Contrary to a report in which delay in the commencement of intravenous antibiotics did not show adverse outcome (Loh and Loh, 2013), Guevara et al. (2013) demonstrated significant association of poor prognosis with diagnostic delays and delays in commencement of treatment similar to the data of this study. The average diagnostic delay in this study was 5.9 weeks, in line with other reports, which ranges from 6 to 13 weeks (Loh and Loh, 2013; Guevara et al., 2013). The reasons for diagnostic delays and commencement of definitive treatments are often related to the indistinguishable nature of the initial symptoms from simple otitis externa. It is usually only after multiple failed treatment attempts that MOE is suspected.

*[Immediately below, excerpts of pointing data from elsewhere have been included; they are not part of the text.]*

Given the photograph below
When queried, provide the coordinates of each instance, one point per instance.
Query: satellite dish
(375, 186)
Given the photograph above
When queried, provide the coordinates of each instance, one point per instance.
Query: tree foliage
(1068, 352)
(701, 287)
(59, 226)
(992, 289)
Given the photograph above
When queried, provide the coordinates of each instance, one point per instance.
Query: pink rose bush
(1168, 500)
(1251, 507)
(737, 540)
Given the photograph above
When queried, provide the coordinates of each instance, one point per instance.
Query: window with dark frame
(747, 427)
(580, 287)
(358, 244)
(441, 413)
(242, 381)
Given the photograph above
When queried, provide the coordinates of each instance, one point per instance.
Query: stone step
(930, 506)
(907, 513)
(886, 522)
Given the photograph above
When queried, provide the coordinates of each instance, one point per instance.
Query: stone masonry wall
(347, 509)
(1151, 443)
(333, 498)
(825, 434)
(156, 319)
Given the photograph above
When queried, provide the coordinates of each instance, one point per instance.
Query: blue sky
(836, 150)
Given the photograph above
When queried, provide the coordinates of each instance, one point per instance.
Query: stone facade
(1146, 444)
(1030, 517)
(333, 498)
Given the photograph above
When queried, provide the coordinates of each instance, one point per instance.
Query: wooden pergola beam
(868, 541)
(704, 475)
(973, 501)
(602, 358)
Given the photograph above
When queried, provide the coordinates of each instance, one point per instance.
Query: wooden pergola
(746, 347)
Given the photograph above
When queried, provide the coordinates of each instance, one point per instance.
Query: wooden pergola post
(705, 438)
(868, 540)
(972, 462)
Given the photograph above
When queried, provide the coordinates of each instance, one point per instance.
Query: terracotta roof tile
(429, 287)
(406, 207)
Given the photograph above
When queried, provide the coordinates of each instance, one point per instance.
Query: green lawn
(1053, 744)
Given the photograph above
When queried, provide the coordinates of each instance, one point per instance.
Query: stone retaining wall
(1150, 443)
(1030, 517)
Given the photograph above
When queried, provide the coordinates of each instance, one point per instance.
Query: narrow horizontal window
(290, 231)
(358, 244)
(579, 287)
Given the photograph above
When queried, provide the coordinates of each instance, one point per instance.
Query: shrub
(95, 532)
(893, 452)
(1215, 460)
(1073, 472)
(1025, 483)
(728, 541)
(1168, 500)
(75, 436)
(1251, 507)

Although severe facial nerve palsy seemed to be significantly associated with increased mortality in the univariate analysis, it was not significant on logistic regression test. Most reports are in agreement with the data of this study on the lack of significant correlation between rate of facial nerve involvement and mortality (Lee et al., 2011; Soudry et al., 2007). Facial nerve involvement has been shown to represent a sign of progression of MEO although it does not, by itself, worsen prognosis (Soudry et al., 2007). Moreover, severer forms of facial nerve involvement also represent significant morbidity which often lingers after infection has been controlled. The statistical significance of this study was limited by the small number of cases recruited.
In conclusion the results indicate that MOE still presents as potentially fatal disease of the external auditory canal and temporal bone with significant mortality and morbidity despite aggressive antibiotic and surgical treatments. Mortality was significantly influenced by extensive temporal bone/intracranial involvement, poor blood sugar control, and diagnostic delay. The study also highlights S. aureus as an important causative organism in MOE especially in non-diabetic patients.
The authors have not declared any conflict of interests.